Sizlere, UİD-DER’li arkadaşımın anlattığı bir olayı aktarmak istiyorum. Arkadaşım, bir alış-veriş merkezinde dolaşırken, reyonlardan birinde derneğimize bir süre gelip gitmiş bir işçiyle karşılaşıyor, ama tanıyamıyor. Çünkü işçi kardeşimizin suratı, geçirdiği burun ameliyatından dolayı oldukça değişmiş durumda. Sebebi ise başından geçen ibret verici olay.
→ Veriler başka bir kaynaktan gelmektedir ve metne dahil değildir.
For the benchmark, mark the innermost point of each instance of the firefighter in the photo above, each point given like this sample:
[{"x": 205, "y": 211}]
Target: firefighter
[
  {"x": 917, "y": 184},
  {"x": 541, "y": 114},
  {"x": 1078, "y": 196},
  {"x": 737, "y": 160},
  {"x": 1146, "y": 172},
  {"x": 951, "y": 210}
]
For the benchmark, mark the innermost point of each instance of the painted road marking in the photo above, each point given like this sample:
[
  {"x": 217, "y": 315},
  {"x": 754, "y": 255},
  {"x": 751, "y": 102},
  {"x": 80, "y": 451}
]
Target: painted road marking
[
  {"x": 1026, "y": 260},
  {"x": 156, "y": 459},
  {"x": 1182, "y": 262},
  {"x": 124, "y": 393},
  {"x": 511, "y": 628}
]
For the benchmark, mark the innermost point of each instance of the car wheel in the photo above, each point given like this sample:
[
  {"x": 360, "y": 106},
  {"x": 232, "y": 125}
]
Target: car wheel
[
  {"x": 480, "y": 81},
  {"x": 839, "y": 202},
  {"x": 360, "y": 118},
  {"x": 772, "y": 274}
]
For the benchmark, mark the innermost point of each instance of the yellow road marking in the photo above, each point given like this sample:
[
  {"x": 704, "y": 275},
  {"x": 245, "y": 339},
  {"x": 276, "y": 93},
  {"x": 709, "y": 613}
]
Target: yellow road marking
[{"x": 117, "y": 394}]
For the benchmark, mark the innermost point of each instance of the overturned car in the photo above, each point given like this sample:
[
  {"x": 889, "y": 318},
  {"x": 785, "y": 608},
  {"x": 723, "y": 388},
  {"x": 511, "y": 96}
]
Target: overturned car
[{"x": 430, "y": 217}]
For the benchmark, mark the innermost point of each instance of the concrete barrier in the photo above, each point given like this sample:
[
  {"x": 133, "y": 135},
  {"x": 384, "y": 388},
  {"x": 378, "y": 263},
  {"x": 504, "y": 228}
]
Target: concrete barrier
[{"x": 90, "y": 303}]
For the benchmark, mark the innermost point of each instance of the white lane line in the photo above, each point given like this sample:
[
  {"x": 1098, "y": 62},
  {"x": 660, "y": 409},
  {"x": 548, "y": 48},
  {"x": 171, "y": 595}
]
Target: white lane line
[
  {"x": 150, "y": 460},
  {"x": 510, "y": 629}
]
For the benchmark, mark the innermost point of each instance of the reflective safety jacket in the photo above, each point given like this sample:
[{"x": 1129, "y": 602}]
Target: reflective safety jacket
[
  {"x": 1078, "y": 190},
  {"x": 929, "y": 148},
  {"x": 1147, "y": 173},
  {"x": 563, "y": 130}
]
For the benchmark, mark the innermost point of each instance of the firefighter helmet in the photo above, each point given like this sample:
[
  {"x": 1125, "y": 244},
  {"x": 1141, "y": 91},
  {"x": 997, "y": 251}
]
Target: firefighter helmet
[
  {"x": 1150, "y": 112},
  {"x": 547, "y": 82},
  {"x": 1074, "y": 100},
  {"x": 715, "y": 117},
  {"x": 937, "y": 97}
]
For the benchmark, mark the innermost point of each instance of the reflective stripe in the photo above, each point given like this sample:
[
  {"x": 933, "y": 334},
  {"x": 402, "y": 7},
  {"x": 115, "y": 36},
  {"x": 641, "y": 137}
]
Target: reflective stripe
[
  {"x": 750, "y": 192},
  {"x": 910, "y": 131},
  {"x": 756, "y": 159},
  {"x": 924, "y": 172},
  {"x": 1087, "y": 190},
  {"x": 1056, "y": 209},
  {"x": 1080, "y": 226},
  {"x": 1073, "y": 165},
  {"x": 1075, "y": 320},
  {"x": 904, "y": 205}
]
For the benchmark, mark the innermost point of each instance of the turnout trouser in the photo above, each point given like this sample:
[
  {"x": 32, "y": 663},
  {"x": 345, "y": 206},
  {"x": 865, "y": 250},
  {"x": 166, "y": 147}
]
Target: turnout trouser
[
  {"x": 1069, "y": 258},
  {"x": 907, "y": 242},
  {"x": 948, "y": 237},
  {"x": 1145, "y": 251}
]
Bu kardeşimiz, derneğimize gelip gitmeyi kestikten bir süre sonra girdiği işyerinde sendikalaşma mücadelesine katılmış ve başı çekenlerden biri olmuş. Fakat yeterince örgütlenmeden ve aceleyle davrandıkları için işten atılmışlar, işyeri önünde direnişe geçmişler. Sendika sahip çıkmadığı için bir süre sonra direnişi bitirmek zorunda kalmışlar, ancak açtıkları işe iade davasını kazanmışlar. Patron da onları tekrar işe almayı kabul etmiş. Hepsini işyerine, insan kaynakları müdürünün odasına çağırarak işe geri almış. Diğer arkadaşları önden girip çıktıktan sonra, sıra bizimkine gelmiş. İçeri girdiğinde de, işe alınmak ne kelime, önceden hazırlık yapmış olan patronun adamları tarafından feci şekilde dövülmüş! O kadar ki, burnundan ameliyat olmak zorunda kalmış ve bu yüzden de suratı adeta tanınmaz hale gelmiş.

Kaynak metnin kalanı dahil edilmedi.